Suspect illegal state: trying to move shard from primary mode to replica mode

Hi all,

I have a 6 node cluster in production running ES 1.5.0, and I'm seeing these messages roughly 7 times a day across all machines in the cluster. I did some searching, and was not able to find an explanation of why this might be happening, and what I could do to fix it.

The shards that are in error are different across all machines, if that helps.

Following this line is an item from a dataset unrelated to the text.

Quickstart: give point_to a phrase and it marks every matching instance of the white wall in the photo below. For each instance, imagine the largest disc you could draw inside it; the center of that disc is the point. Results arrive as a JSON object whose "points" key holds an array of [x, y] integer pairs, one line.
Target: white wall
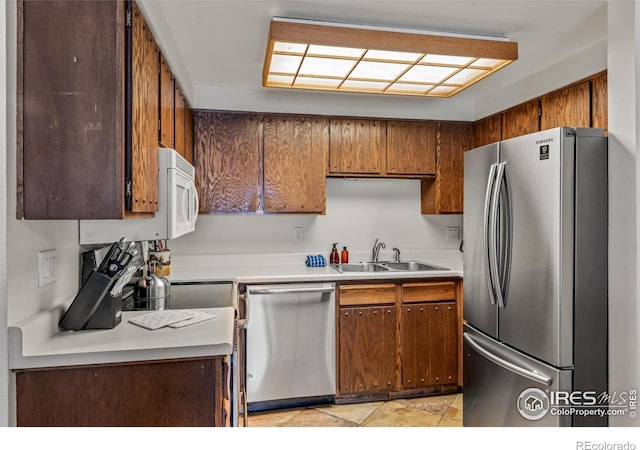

The one thread I found mentioned making sure that: discovery.zen.minimum_master_nodes is set appropriately, which mine is!

All other mentions of this error are for some really old versions of ES, so I'm at a bit of a loss.

Might anyone have a suggestion?
Many thanks,
Chris

Is anything else happening around that time, index creation or something else?

Thanks Mark.

Not index creation, but definitely document indexing is going on. No searches to speak of either. The index rate is pretty heavy, as I do see the "now throttling indexing" messages for other indexes, not the ones that are reported to be in illegal states.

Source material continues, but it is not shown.